Cider makers are celebrating a near-perfect growing season, with no frosts to kill off apple blossoms before pollination, and the hot weather between June and August increasing flavours in the apples – and consequently in cider.

Harleston Cider Co sources and presses apples from within 10 to 15 miles of its base at Palgrave, near Diss, and ferments the extracted juice using the natural yeast and sugars in the fruit.

Master cider maker Ken Woolley said the summer heatwave had made this year's apples juicier and sweeter than usual.

'I have been making cider for ten years, and this is certainly the best year for flavour,' he said. 'You can tell just by tasting it.

'There is more complexity in the cider, and there are some floral notes and some tropical fruits in there. The yield [of apple juice] is nearly 70pc this year, and it is usually 60pc, so the apples are much juicier.

'And the hot summer has increased the natural sugars in the apples, which are 10pc up this year, so that also increases the flavour.'

Mr Woolley said while commercial apples in orchards would have been irrigated to keep them growing throughout the extended dry spell, wild apples and fruit from people's gardens are noticeably smaller this year.

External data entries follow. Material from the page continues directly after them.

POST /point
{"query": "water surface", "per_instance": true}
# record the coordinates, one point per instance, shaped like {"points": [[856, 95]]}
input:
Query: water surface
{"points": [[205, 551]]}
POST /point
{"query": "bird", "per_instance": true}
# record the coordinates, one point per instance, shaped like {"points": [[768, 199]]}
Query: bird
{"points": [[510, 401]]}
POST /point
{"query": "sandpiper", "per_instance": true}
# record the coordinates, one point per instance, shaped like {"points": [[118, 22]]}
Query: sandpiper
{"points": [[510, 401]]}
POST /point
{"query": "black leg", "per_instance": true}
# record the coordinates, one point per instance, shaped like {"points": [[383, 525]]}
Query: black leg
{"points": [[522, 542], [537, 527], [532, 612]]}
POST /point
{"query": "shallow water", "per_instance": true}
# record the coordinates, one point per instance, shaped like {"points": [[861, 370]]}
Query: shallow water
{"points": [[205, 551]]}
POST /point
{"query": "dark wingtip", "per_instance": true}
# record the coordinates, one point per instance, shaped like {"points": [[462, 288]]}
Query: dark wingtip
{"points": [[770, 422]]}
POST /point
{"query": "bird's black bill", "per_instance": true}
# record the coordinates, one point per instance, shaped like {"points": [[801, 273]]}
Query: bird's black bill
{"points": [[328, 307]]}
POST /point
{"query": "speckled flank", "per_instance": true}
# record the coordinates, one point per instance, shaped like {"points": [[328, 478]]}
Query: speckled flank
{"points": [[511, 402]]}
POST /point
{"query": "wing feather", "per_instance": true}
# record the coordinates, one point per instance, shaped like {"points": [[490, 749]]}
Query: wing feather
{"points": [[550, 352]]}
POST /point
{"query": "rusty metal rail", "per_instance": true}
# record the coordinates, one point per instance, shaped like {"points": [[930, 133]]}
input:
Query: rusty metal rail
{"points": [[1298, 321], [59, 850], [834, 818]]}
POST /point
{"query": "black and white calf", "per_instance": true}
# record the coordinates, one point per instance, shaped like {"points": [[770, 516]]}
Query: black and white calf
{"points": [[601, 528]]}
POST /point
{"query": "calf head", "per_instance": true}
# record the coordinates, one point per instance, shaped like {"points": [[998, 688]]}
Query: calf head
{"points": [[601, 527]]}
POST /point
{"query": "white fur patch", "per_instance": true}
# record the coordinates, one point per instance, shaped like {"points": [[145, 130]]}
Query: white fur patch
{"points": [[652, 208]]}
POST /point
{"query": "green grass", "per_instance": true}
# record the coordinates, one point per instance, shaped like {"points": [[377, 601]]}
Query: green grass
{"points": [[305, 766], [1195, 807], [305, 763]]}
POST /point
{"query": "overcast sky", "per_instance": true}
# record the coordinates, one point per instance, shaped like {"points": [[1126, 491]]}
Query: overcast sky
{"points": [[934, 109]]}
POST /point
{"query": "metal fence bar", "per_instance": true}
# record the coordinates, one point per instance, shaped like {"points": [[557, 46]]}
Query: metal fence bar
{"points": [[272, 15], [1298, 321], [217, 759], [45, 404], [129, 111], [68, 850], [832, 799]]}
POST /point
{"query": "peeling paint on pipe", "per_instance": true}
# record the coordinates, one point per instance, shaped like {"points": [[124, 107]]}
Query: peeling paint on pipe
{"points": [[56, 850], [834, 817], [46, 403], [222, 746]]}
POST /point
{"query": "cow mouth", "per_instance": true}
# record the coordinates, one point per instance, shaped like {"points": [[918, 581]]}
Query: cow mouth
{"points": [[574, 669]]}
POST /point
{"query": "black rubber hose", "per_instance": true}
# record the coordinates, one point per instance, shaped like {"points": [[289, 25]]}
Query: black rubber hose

He said the cidery used 10-15 different varieties of apples, including some donated by customers.

'To have the diversity in the cider we like to have lots of different apples,' he said. 'A number of people have donated apples this year, in exchange for cider, and we have also bought in apples from local, commercial orchards.

'The company has carried out four pressings to date using about eight tonnes of fruit.'

The family firm produces four still ciders, an ice cider, and a spicy 'fire cider' vinegar.

It produced an award-winning perry in 2016 and this year the bumper harvest, including some wild perry pears from near the cidery, has prompted the production of a new product, Palgrave Perry.